Cub offers a broader selection and has more up-to-date stores than Rainbow, said Brennan, describing Rainbow’s position as “weak and eroding.”
Indeed, Rainbow has historically been No. 2 in the Twin Cities, after Cub, but it slipped to fourth in recent years and has closed five Twin Cities stores in the past 16 months.
As recently as February, Roundy’s executives said they were committed to staying in the Twin Cities. But Wednesday, Roundy’s CEO Robert Mariano said in a statement that the economic downturn of the past few years, coupled with increased competition, “has made it difficult for Roundy’s to keep the Rainbow banner competitive.”
Analysts weren’t surprised by the Rainbow sale, particularly given the chain’s recent pullback in the Twin Cities.
“It was inevitable,” said David Livingston, a Wisconsin-based supermarket consultant. As competition increased in the Twin Cities, Roundy’s did little to invest further in Rainbow stores, Livingston said.
Instead, Roundy’s has been working to protect its flank in Wisconsin and to push a new grocery concept in Chicago.

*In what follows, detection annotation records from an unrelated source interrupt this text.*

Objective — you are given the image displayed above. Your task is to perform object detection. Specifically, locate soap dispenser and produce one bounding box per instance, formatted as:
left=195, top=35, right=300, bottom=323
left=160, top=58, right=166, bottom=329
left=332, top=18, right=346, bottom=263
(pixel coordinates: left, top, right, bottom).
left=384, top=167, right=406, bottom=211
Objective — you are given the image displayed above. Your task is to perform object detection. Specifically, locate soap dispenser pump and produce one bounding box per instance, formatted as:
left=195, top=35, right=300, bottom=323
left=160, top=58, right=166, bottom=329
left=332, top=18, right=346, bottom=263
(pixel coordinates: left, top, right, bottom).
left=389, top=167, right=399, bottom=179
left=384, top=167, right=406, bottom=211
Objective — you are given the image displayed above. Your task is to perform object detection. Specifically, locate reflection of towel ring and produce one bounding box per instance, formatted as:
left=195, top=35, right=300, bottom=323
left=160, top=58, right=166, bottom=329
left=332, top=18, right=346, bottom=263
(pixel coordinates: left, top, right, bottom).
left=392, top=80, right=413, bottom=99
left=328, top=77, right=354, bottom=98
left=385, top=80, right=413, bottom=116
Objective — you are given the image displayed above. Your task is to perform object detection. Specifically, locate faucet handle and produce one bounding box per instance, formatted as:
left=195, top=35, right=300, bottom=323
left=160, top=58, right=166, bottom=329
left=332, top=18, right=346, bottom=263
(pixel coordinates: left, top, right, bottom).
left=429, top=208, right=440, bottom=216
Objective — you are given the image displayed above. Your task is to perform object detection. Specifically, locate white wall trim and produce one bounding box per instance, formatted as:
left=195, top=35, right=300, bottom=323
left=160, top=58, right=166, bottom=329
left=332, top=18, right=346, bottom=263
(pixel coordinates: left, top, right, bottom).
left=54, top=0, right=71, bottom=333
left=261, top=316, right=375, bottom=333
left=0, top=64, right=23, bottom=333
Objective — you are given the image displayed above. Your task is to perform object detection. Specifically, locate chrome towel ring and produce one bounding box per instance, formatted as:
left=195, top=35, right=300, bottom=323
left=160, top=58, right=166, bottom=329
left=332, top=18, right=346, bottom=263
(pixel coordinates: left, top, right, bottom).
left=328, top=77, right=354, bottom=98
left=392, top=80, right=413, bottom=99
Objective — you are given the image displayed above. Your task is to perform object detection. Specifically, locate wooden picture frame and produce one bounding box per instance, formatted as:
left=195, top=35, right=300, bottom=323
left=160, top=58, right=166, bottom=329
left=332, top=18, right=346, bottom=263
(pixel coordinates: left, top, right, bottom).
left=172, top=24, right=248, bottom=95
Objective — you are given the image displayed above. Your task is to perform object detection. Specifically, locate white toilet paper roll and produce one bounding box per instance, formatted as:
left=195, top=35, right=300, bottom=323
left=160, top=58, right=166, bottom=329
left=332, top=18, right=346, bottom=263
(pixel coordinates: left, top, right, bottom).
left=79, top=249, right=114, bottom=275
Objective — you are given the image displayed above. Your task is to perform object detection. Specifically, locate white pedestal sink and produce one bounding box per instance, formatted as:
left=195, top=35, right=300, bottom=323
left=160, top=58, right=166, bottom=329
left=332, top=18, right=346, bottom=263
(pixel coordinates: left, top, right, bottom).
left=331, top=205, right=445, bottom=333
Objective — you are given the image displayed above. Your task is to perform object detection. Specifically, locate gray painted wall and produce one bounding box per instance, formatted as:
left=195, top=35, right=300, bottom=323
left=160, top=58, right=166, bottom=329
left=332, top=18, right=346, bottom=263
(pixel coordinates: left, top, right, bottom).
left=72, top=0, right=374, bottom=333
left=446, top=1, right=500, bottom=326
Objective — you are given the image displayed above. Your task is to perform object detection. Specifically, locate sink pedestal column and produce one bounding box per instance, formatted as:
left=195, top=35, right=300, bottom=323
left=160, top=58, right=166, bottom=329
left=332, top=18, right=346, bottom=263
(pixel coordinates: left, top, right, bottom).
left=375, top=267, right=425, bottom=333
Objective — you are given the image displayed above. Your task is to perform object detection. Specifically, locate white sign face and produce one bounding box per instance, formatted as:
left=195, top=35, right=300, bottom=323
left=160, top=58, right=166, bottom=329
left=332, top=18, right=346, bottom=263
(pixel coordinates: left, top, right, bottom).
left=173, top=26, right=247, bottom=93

Roundy’s owns the market-leading Pick ’n Save chain in Milwaukee, a traditional banner that, like Cub and Rainbow, has been under fire from lower-priced operators. Roundy’s also has been expanding in Chicago, where it introduced Mariano’s, a more upscale supermarket chain like Byerly’s.

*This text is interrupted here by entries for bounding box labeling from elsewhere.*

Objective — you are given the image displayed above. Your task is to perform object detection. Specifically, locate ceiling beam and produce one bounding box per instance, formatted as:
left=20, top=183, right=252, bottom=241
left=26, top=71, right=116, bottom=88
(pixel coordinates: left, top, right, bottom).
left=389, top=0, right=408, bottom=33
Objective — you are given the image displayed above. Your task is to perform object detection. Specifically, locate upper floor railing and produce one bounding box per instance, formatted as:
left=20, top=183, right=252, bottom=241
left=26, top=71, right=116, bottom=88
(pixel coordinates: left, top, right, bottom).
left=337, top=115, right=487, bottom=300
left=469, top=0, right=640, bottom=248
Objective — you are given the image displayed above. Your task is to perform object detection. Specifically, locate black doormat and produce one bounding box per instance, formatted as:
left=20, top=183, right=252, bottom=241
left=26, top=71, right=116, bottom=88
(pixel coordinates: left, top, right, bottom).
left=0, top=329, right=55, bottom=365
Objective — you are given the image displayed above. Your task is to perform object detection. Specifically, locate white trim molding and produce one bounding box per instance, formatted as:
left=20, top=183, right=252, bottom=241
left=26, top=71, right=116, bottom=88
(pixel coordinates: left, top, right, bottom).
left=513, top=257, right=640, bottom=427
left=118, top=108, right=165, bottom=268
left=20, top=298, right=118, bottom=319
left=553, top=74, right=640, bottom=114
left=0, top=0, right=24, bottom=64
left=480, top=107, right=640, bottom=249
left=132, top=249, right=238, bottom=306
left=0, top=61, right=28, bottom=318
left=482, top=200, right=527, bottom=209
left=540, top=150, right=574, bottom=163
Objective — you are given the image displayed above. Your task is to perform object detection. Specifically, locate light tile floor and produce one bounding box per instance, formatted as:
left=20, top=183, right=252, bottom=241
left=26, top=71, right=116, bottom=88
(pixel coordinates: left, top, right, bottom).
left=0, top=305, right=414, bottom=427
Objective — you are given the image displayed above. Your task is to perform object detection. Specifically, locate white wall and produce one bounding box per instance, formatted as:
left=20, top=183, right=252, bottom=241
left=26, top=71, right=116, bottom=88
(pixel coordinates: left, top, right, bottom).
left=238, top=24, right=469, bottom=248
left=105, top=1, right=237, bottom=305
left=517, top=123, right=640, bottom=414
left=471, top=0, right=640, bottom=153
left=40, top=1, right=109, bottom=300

“The [Rainbow] transaction will allow us to better focus strategically on growing our Mariano’s banner in the Chicago market and strengthening our business in our core Wisconsin markets,” Mariano said in a statement.
Rainbow was launched in 1983 by veteran Twin Cities grocery executives Sid Applebaum and D.B. Reinhart, and the chain became a hit within a decade, taking share from Cub.
Fleming Foods, a Texas wholesaler, bought Rainbow in 1994. But Fleming eventually sank into bankruptcy and sold Rainbow to Roundy’s in 2003.
The dollar terms of the Rainbow deal — $65 million plus the cost of store inventory — are small for both Roundy’s and Supervalu. And Supervalu will pay only $35 million of the total purchase price.
Still, the deal bolsters Supervalu in its largest retail market, the Twin Cities. Since Supervalu sold its big grocery chains in the eastern and western United States last year, Cub has become its largest banner. After the close of the Rainbow deal, there will be 66 Cub Foods in the Twin Cities.
Supervalu gets more than new stores out of the deal. The grocery wholesaler — half of its revenue comes from food distribution — will supply all 18 Rainbow stores being sold. Supervalu will have 100 percent ownership of 11 of the 13 Rainbow pharmacies included in the deal.
“Supervalu is thrilled to participate in this consortium of retailers that is acquiring Rainbow stores,” Supervalu CEO Sam Duncan said in a statement. The company declined to make an executive available for an interview.
For Lund Food Holdings, whose store count has been growing in recent years, the Rainbows it is buying in Eden Prairie and Woodbury fit well with its plans. “They are absolutely two areas of the Twin Cities we have been interested in expanding in for quite some time,” said Lund spokesman Aaron Sorenson.
The company chose to operate the stores under its Byerly’s brand because Byerly’s outlets tend to be the same size as Rainbow stores, around 60,000 square feet. Supermarkets under the Lunds brand are closer to 40,000 square feet, Sorenson said.
Lund is buying a third Rainbow store, in Plymouth, one of the six supermarkets that will keep the Rainbow name.
St. Thomas’ Brennan questioned holding on to the Rainbow moniker. The banner will have a diminished presence and won’t be able to advertise as cost-effectively.
“I don’t see [keeping the Rainbow name] as a sustainable strategy,” he said.
Rainbow has its fans, of course, and they will miss the banner.
As a longtime Rainbow shopper, Michael Gunderson of Eagan said in an e-mail that he’s very disappointed that his favorite store will be converted to a Cub. The Eagan Rainbow had good sales, and its employees were always friendly, he wrote.
“Rainbows were always merchandised and laid out nicely, Cub stores are stale and boring to me.”